Sonja Borchardt – Reiseberaterin in unserem Freiburger Hauptsitz

Auf meiner allerersten Reise in Afrika wurden die Flugzeuge stetig kleiner: Ab Frankfurt ging es mit einer großen Boeing nach Südafrika. Ab Johannesburg weiter mit einer kleineren Maschine nach Maun in Botswana und schließlich von Maun mit einer 12-Sitzer Cessna ins Okavango Delta.

Vom Kleinflugzeug aus habe ich bereits erste Elefanten in den Flüssen und Lagunen des Deltas entdecken können. Mein absolutes Highlight: Die erste Pirschfahrt, auf der wir innerhalb von wenigen Stunden fast alle Big Five – außer Nashörner – entdeckt haben.

Ich erinnere mich auch noch genau an die Mietwagenreise durch Namibia mit meinen Kolleginnen Vivien und Linda im Mai 2017.

Unvergesslich war der Aufstieg auf die Dune 45 im Sossusvlei.

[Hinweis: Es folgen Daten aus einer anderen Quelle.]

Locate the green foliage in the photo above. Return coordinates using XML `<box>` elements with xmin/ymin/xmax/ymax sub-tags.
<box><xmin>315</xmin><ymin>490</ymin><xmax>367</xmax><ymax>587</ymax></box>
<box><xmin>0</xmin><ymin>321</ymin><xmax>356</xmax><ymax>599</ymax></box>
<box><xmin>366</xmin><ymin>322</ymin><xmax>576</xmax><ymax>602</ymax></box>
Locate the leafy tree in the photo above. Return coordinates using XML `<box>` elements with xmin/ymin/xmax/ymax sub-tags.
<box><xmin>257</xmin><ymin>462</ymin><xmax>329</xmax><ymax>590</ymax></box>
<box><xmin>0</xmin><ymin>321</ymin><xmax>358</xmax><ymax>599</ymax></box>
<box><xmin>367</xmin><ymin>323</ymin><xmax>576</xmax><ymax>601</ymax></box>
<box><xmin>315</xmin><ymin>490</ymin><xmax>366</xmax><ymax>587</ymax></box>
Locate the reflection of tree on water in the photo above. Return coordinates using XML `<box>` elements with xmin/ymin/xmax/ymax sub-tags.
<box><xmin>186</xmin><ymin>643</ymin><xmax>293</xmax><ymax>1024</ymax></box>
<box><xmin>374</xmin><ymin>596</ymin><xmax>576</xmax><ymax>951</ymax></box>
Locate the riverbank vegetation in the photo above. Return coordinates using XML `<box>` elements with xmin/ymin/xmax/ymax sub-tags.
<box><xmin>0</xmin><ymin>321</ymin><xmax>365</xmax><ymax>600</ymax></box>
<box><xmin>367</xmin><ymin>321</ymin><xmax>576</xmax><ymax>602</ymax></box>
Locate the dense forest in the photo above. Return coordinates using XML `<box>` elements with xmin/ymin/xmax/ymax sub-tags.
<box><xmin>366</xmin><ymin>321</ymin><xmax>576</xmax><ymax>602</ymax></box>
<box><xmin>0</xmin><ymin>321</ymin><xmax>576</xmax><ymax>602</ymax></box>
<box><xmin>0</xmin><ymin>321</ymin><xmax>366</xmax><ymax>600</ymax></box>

Das war wirklich heiß und anstrengend und richtig toll! Die Farben der orangenen Wüste mit dem strahlend blauen Himmel haben mich total fasziniert.

Letztes Jahr im Oktober ging es dann nach Tansania und Sansibar. Unvergesslich wird es bleiben wie meine Kollegin Hanna und ich im Flieger von Arusha nach Sansibar saßen, wir aus dem Fenster schauten und sahen, dass das Gepäck aller Reisenden noch am Boden stand – also nicht im Flugzeug war.

Wir nahmen es mit Humor und haben mit den dicken Wanderstiefeln und langen Hosen das schwül-heiße Stone Town erkundet. Am nächsten Tag wurde dann auch schon das Gepäck geliefert und wir haben den Abend mit einem Cocktail auf der Dachterrasse des Maru Maru Hotels ausklingen lassen.

Vivien Sommer – Reiseberaterin in unserem Freiburger Hauptsitz

Was ich von meinen Reisen in Afrika niemals vergessen werde: Auf dem Weg von Keetmanshoop nach Aus in Namibia stand dort plötzlich ein Schild mit dem Hinweis „Sand“. Wer hätte es vermutet in einem Land mit einer der ältesten Sandwüsten der Welt. Da zeigt sich wohl noch etwas der deutsche Kolonial-Charakter mit dem Schilder-Wald.

Diese rund 4-wöchige Selbstfahrer-Reise mit meinen Kolleginnen Sonja und Linda hat mich meine Leidenschaft für leistungsstarke Allradfahrzeuge entdecken lassen. Die schier unbegrenzten Möglichkeiten, auch abgelegenere Straßen und Regionen entdecken zu können, machen das Fahren mit diesen Autos zu einem spannenden Abenteuer.

Deshalb habe ich mich 2019 dazu entschlossen, in Südafrika auf eigene Faust die tollen Ecken der Garden Route und vor allem der großen Karoo mit einem Allradwagen zu erkunden. Gerade der Camdeboo Nationalpark mit seinen unterschiedlichen 4×4-Trails und dem Valley of Desolation haben mich gefesselt und ich werde sicher nochmals in diese Region reisen.

Wir danken all unseren Gästen für Ihre langjährige Treue und Ihr Vertrauen. Ihre Reisen in Afrika planen und organisieren zu dürfen, ist unsere Leidenschaft. Wir freuen uns auf die nächsten 15 gemeinsamen Jahre!